The three-dimensional structure of the subtilisin from Bacillus amyloliquefaciens (BAS) has been refined to 1.8 A using the amino acid sequence deduced from the DNA coding sequence. The structure is essentially the same as the previously reported structures of subtilisin BPN' (Wright, C.S., Alden, R.A., and Kraut, J. (1969) Nature 221, 235-242) and Novo (Drenth, J., Hol, W. G. J., Jansonius, J. N., and Koekoek, R. (1972) Eur. J. Biochem. 26, 177-181) determined in different crystal forms, at 2.5 and 2.8 A resolution, respectively.
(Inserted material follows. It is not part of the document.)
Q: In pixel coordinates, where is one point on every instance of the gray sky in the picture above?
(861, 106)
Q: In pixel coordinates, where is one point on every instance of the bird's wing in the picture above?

The largest differences in the three crystallographic models are seen in regions where the amino acid sequence used in the fit to the electron density maps of BPN' and Novo differs from the gene sequence of BAS (Wells, J. A., Ferrari, E., Henner, D. J., Estell, D. A., and Chen, E. Y. (1983) Nucleic Acids Res. 11, 7911-7925). The refined BAS model shows new features of cation binding, hydrogen bonding, and internal solvent structure. The refined BAS model has served as a basis for the analysis of stereochemical factors involved in the peroxide inactivation of the enzyme. Methionine 222, which is adjacent to the catalytic Ser221, is quantitatively oxidized to the sulfoxide by hydrogen peroxide as had been previously shown for the related Bacillus licheniformis enzyme (Stauffer, C. E., and Etson, D. (1969) J. Biol. Chem. 244, 5333-5338). In addition to this site of modification, we observe partial to full oxidation of two of the four remaining methionines. The oxidation of the methionines does not correlate well with their solvent accessibility calculated from the x-ray structure coordinates; in addition, only one of the two possible stereoisomers of methionine sulfoxide is formed. We also detect hydrogen peroxide-induced modification of the hydroxyl groups of two tyrosines. Modeling suggests that most of the observed effect of oxidation on the enzyme's catalytic efficiency can be attributed to unfavorable interactions at the oxyanion binding site between the sulfoxide group at 222 and the carbonyl oxygen of the scissile peptide bond of the bound substrate.